My data in one of my Database columns is not displaying correctly from UTF8.
I recently converted the MySQL database to UTF8 using:
ALTER DATABASE databasename CHARACTER SET utf8 COLLATE utf8_unicode_ci;
ALTER TABLE tablename CONVERT TO CHARACTER SET utf8 COLLATE utf8_unicode_ci;
When displaying data using my PHP script one field appears to not display correctly:
£25
When Im expecting:
£25
Other fields on the same page correctly display £25. The only difference I see is that they are VARCHARs and the problem field is MEDIUMTEXT.

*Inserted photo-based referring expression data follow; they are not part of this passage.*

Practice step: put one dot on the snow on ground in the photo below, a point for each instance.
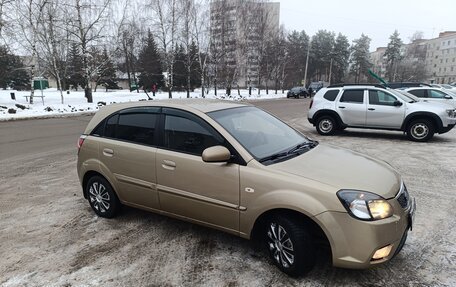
(75, 102)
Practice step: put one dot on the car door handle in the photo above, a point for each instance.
(108, 152)
(169, 164)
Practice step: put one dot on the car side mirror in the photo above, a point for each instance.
(216, 153)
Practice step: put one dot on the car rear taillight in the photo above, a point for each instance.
(81, 141)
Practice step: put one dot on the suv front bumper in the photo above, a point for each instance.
(354, 242)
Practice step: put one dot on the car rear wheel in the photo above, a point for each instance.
(326, 125)
(420, 130)
(101, 197)
(290, 246)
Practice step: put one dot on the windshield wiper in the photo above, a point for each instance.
(301, 146)
(293, 151)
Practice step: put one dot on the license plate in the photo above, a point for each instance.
(411, 215)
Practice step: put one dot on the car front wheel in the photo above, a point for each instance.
(290, 246)
(326, 125)
(101, 197)
(420, 130)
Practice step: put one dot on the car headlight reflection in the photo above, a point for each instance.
(365, 205)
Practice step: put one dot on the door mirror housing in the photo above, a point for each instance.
(216, 154)
(397, 103)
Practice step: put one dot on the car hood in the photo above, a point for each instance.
(344, 169)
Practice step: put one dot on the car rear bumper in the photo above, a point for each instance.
(354, 242)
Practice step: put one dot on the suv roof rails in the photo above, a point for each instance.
(360, 84)
(396, 85)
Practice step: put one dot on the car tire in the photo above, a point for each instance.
(290, 245)
(102, 197)
(326, 125)
(420, 130)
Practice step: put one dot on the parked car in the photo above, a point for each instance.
(236, 168)
(297, 92)
(374, 107)
(433, 95)
(398, 85)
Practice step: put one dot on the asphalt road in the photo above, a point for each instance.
(50, 237)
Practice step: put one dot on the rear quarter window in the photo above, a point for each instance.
(353, 96)
(331, 95)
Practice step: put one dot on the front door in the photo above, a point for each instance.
(352, 107)
(382, 111)
(188, 187)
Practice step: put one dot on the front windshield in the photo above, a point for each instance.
(260, 133)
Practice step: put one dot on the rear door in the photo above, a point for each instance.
(351, 107)
(189, 187)
(127, 154)
(382, 112)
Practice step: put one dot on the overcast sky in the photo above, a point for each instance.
(377, 19)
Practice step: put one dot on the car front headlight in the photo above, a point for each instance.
(451, 113)
(365, 205)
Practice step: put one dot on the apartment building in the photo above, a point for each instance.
(438, 54)
(238, 29)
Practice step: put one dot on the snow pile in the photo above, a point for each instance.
(75, 102)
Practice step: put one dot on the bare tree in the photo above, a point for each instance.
(87, 29)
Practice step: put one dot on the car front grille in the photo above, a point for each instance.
(403, 196)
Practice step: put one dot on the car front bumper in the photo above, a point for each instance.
(354, 242)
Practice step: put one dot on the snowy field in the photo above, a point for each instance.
(76, 103)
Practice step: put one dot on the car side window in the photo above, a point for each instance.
(418, 93)
(331, 95)
(353, 96)
(188, 136)
(137, 127)
(381, 98)
(436, 94)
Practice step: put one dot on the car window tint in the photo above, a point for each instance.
(381, 98)
(353, 96)
(188, 136)
(110, 128)
(137, 127)
(436, 94)
(331, 95)
(418, 93)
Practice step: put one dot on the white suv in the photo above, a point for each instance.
(376, 107)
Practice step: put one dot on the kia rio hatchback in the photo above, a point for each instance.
(236, 168)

Why does this one field not display correctly (it isn't treated any differently by my script).
Any help ?
You can't just convert the collation like that and not expect issues. There are many problematic characters that are not converted automatically.
What's happened is you likely had a non-UTF8 friendly character (like those MS Office produces) and when you converted it got mangled. If it's just a few fields, I would open them in an editor and remove the offending data. Otherwise you may have to "scrub" your database of these strange characters using a loop and something like utf8_encode
What was the CHARACTER SET of the column before converting?
A3 is the hex for latin1 £.
C2A3 is the hex for utf8 £, but it displays as £ if treated as latin1.
Possibly you only need to declare that your php program is using utf8:
⚈ (deprecated) mysql interface: mysql_set_charset('utf8'); (assuming PHP 5.2.3 & MySQL 5.0.7) Note: "mysql_" interface is deprecated.
⚈ mysqli interface: mysqli_set_charset('utf8') function. See mysqli_set_charset
⚈ PDO interface: set the charset attribute of the PDO dsn.
Please do SELECT HEX(col) FROM tbl WHERE ...
. If you get C2A3...
, then you have correctly converted the table to utf8. If you get C382C2A3...
, you have the dreaded "double encoding". I discuss that further in my blog.
Since you seem to have different fields showing different things, you are likely to have different encodings. Beware, things are getting harder and harder to untangle.